Depending on how people write their dates, Pi(e) Day could be January 3 at 4:19 or today at 1:59. Either way, the day commemorates pi, its infinite digits, and sometimes the dessert that shares its name. Pi Day has been unofficially celebrated since 1988, and it has been an official holiday since 2009 to spark interest in math and science. My middle school made an all-day affair of the day in eighth grade, and the school sponsored art projects, digit memorization competition (the winner gave 238 digits), and a pie tasting event.
In a more serious light, March 14 is also known as the birthday of Albert Einstein. Though he is known memetically for his crazy hair and tongue, Einstein made significant contributions to the field of physics through his theories in special relativity, the photoelectric effect, and the mass-energy equivalence (e=mc2). The German-born scientist would have turned 134 today, but portions of his brain have been studied since his death in 1955 for possible insight into his incredible mental capacity.

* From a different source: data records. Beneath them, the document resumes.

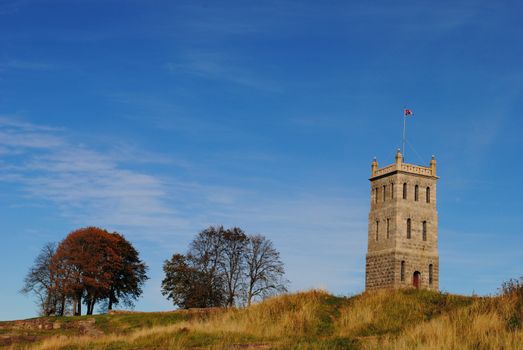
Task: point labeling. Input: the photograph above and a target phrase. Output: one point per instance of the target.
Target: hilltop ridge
(388, 319)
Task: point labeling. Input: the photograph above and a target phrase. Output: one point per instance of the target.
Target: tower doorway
(416, 279)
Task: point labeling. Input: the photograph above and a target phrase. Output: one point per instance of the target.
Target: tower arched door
(416, 279)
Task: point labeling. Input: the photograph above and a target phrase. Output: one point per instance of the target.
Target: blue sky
(159, 118)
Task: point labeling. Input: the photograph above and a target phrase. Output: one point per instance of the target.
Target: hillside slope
(309, 320)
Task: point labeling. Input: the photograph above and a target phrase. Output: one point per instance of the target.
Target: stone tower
(403, 227)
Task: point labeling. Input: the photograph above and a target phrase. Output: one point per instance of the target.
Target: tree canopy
(89, 266)
(223, 267)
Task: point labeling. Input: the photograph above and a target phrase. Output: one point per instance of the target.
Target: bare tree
(224, 268)
(265, 269)
(232, 263)
(41, 282)
(205, 254)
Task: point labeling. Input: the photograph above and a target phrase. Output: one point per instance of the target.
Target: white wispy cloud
(222, 67)
(314, 229)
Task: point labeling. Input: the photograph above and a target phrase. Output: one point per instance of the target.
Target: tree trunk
(62, 306)
(78, 305)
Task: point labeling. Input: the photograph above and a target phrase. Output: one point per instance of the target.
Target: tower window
(392, 190)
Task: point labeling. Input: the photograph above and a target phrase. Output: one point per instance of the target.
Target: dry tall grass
(316, 320)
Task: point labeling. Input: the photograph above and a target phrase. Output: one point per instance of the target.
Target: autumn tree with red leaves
(92, 265)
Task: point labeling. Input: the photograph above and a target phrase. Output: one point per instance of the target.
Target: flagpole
(404, 132)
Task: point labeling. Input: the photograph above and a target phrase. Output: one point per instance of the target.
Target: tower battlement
(399, 166)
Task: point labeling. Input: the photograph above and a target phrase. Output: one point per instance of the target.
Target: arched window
(392, 190)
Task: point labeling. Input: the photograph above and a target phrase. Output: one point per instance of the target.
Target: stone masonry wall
(388, 240)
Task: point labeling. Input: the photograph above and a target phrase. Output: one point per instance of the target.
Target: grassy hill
(407, 319)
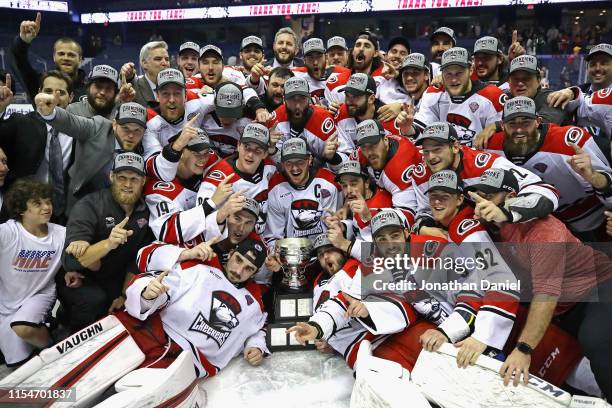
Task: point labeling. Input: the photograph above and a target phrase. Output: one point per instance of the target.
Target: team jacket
(202, 311)
(224, 139)
(333, 77)
(319, 127)
(469, 113)
(594, 111)
(473, 164)
(580, 205)
(175, 217)
(348, 126)
(296, 212)
(159, 130)
(395, 177)
(346, 334)
(256, 185)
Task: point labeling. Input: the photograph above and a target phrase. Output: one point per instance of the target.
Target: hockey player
(299, 118)
(469, 105)
(360, 104)
(187, 60)
(480, 317)
(212, 311)
(175, 217)
(564, 156)
(249, 171)
(441, 151)
(177, 106)
(225, 125)
(31, 255)
(321, 78)
(299, 195)
(390, 160)
(564, 273)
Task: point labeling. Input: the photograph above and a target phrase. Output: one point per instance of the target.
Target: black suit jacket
(24, 139)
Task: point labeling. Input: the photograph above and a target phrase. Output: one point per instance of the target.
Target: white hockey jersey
(159, 130)
(297, 212)
(469, 114)
(473, 164)
(28, 263)
(256, 185)
(580, 206)
(203, 312)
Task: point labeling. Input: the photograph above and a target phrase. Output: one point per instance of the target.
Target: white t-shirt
(27, 263)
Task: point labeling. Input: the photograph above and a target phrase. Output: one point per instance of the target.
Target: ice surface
(288, 379)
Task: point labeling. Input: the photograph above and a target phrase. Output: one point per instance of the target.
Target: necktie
(56, 173)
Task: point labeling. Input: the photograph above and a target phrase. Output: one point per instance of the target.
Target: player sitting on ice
(212, 311)
(30, 257)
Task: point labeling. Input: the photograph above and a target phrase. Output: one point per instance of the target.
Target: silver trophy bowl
(295, 256)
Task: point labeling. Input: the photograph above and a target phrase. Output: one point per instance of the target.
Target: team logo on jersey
(482, 159)
(466, 225)
(164, 186)
(457, 119)
(327, 125)
(573, 136)
(224, 309)
(306, 217)
(541, 167)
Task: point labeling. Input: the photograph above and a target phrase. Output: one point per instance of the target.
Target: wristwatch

Finally, scientists at CERN in Geneva, Switzerland, have essentially confirmed the discovery of the Higgs boson. The idea of the particle was proposed in 1994, but after trillions of proton collisions in the 17-mile-long Large Hadron Collider, scientists observed a particle last July that behaved how the Higgs boson was predicted to behave. The confirmed discovery helps to explain the theories behind how matter has mass and, more specifically, how the universe was formed from nothing.
Whether you celebrate today with a piece of Boston cream or particle physics, March 14 is a day of the best science and math have to offer.
(And I promise, the fact that the post was 314 words not including this sentence was a fortunate happenstance.)